See Long Text Generation via Adversarial Training with Leaked Information.
Text generation using Generative Adversarial Networks (GAN) and Hierarchical Reinforcement Learning.
There is a problem in using straight GANs for text generation:
- GANs work by propagating gradients through the composition of Generator and Discriminator
- Text is normally generated by having a final softmax layer over the token space, i.e. the output of the network is normally the probabilities of generating each token (a discrete stochastic unit).
These two things do not work well together on their own because you cannot propagate gradients through discrete stochastic units.
There are two main approaches to deal with this:
- REINFORCE algorithm (REINFORCE is known to have high variance so you need a large amount of data to get good gradient estimations)
- Gumbel-Softmax re-parameterization (also known as the Concrete distribution).
As an example of REINFORCE for textual GANs you can read the SeqGAN paper. For an example of Gumbel-Softmax you can read this article.
Another option is not having a discrete stochastic unit as output of the generator, e.g. generating tokens deterministically in embedded space. Hence eliminating the original problem of back-propagating through them. See Generating sentences from a continuous space for hints on producing human-readable text from a latent sentence space, i.e. a vector of continuous values.
The approach taken by this code uses a Policy Gradient algorithm combined with a GAN that uses a discriminative model to guide the training of the generative model as a reinforcement learning policy, which has shown promising results in text generation.
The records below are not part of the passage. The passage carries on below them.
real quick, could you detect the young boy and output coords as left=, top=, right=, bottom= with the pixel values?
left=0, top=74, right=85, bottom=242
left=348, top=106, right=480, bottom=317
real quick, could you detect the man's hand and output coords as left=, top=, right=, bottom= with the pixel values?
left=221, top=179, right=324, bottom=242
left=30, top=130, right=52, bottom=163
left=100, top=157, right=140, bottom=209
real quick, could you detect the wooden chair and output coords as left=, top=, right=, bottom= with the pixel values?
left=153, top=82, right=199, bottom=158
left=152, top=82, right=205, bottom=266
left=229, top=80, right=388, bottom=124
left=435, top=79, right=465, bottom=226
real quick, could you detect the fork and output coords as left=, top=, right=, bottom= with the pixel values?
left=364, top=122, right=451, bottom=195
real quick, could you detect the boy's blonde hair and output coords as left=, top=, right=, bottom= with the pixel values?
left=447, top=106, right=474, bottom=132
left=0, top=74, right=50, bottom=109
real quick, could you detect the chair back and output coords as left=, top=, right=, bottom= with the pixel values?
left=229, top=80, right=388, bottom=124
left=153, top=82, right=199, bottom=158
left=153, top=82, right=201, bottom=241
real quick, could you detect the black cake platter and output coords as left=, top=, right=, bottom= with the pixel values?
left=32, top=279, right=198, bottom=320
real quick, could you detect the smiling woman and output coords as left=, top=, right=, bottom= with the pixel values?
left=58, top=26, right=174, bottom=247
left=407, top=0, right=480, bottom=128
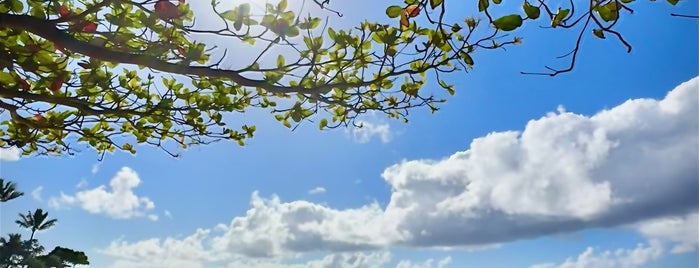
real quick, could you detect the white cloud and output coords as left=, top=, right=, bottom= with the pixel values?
left=347, top=120, right=393, bottom=144
left=91, top=162, right=101, bottom=175
left=76, top=179, right=88, bottom=189
left=308, top=187, right=327, bottom=195
left=396, top=256, right=452, bottom=268
left=31, top=186, right=43, bottom=202
left=164, top=210, right=173, bottom=219
left=148, top=214, right=159, bottom=222
left=102, top=228, right=222, bottom=268
left=49, top=167, right=156, bottom=220
left=530, top=241, right=664, bottom=268
left=103, top=77, right=698, bottom=260
left=225, top=251, right=391, bottom=268
left=0, top=146, right=21, bottom=161
left=210, top=192, right=397, bottom=258
left=102, top=227, right=391, bottom=268
left=636, top=212, right=699, bottom=254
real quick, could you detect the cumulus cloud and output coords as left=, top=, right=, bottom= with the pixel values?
left=636, top=212, right=698, bottom=253
left=49, top=167, right=156, bottom=220
left=102, top=228, right=222, bottom=268
left=347, top=120, right=393, bottom=144
left=102, top=77, right=698, bottom=259
left=103, top=228, right=391, bottom=268
left=210, top=192, right=397, bottom=258
left=308, top=187, right=327, bottom=195
left=0, top=146, right=21, bottom=161
left=530, top=241, right=664, bottom=268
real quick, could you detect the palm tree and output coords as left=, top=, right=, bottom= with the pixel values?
left=15, top=209, right=57, bottom=241
left=0, top=178, right=24, bottom=202
left=0, top=233, right=27, bottom=266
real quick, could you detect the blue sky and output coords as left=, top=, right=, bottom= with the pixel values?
left=1, top=0, right=698, bottom=267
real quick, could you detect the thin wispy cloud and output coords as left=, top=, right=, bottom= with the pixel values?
left=31, top=186, right=43, bottom=202
left=531, top=241, right=664, bottom=268
left=308, top=187, right=326, bottom=195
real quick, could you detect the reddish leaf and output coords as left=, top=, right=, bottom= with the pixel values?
left=177, top=47, right=186, bottom=56
left=50, top=78, right=63, bottom=92
left=400, top=12, right=409, bottom=27
left=155, top=0, right=182, bottom=20
left=18, top=80, right=30, bottom=90
left=54, top=44, right=65, bottom=53
left=82, top=22, right=97, bottom=33
left=59, top=5, right=70, bottom=17
left=178, top=0, right=185, bottom=4
left=33, top=114, right=45, bottom=121
left=77, top=61, right=90, bottom=69
left=405, top=5, right=420, bottom=18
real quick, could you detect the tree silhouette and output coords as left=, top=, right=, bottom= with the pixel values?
left=0, top=180, right=89, bottom=268
left=15, top=209, right=58, bottom=241
left=0, top=179, right=24, bottom=202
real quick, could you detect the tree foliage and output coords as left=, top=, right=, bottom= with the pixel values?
left=0, top=0, right=685, bottom=157
left=0, top=179, right=90, bottom=268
Normally, the scalar guiding signal is only available after the entire text has been generated and lacks intermediate information about text structure during the generative process. As such, it limits its success when the length of the generated text samples is long (more than 20 words).
To address the problem for long text generation, we allow the discriminative network to leak its own high-level extracted features to the generative network to further help the guidance. The generator incorporates such informative signals into all generation steps through an additional Manager module, which takes the extracted features of current generated words and outputs a latent vector to guide the Worker module for next-word generation.
An hierarchical generator G consists of a high-level Manager module and a low-level Worker module. The Manager is a long short term memory network (LSTM) and serves as a mediator. In each step, it receives generator D’s high-level feature representation, e.g., the feature map of the CNN, and uses it to form the guiding goal for the Worker module in that timestep. As the information from D is internally-maintained and in an adversarial game it is not supposed to provide G with such information. We thus call it a leakage of information from D (LeakGAN).
Next, given the goal embedding produced by the Manager, the Worker first encodes current generated words with another LSTM, then combines the output of the LSTM and the goal embedding to take a final action at current state. As such, the guiding signals from D are not only available to G at the end in terms of the scalar reward signals, but also available in terms of a goal embedding vector during the generation process to guide G in how to improve.